Monthly Archives: December 2006

Recursively checking for missing alt attributes on img tags with 38 lines of Python code.

Today I was the first time I’ve used my new found Python skills in a professional capacity. As part of a larger project, the client wanted me to check each HTML document for image tags missing their “alt” attributes. Knowing how tedious and impercise it would be to do this manually, writing a script was the only logical choice. And it would be handy to be able to run this both locally on their Windows-based workstations before the files were uploaded and on the Linux-based Apache web server. Since I had already worked with the HTMLParser library, I figured this would be a perfect opportunity for Python.

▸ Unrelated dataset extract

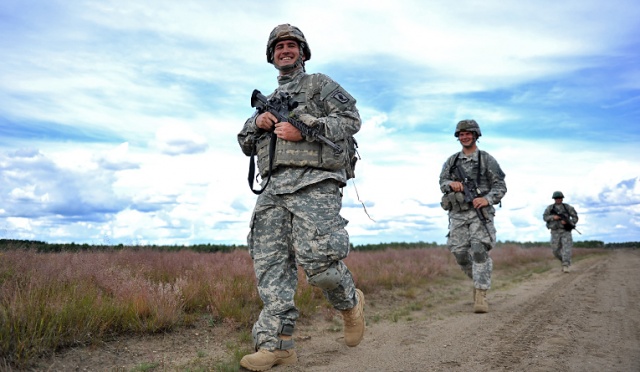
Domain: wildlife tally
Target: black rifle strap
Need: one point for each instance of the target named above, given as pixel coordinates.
(252, 165)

Here is the entire source. Notice that I don’t have to contend with any regular expression torture, nor do I have to implement my own function to recursively search the directory structure. Python can do both these things automatically.

import urllib
import htmllib
import formatter
import os
from os.path import join
import sys
filename = ''

class ImgParser(htmllib.HTMLParser):
       global filename

       def __init__(self, formatter):
               htmllib.HTMLParser.__init__(self, formatter)
               self.imgs = []

       def start_img(self, attrs):
              tag = dict(attrs)
              if not 'alt' in tag:
                      self.imgs.append( (filename, tag['src']) )

       def get_imgs(self):
              return self.imgs

format = formatter.NullFormatter()
htmlparser = ImgParser(format)

search_root = sys.argv[1]

for root, dirs, files in os.walk(search_root):
   for name in files:
       if name[-5:] == '.html':
              filename = join(root, name)
              f = open(filename, 'r')
              htmlparser.feed(f.read())
              f.close()
htmlparser.close()

imgs = htmlparser.get_imgs()
current_file = ''
print "\n\nThe following files contain images with missing alt tags:\n"
for filename, src in imgs:
       if current_file != filename:
               current_file = filename
               print filename
       print "   " + src

I’m normally pretty careful to comment code that other people are likely to read, however this is so simple, I didn’t bother. The “os.walk” method automatically handles the recursive directory walking and if the filename ends in “.html”, then the file is opened and run through an instance of the “ImgParser” class. ImgParser is defined as a new class that inherits the HTMLParser class from the “htmllib” module (library). The “start_img” function overrides the handler that is called when the parser encounters the start of an “img” tag. If an img tag is encountered without an alt attribute, then the filename and img’s src attibute is added to the list. Once all of the files are processed, the script loops through the list and outputs the incomplete img tags and the files in which they are contained.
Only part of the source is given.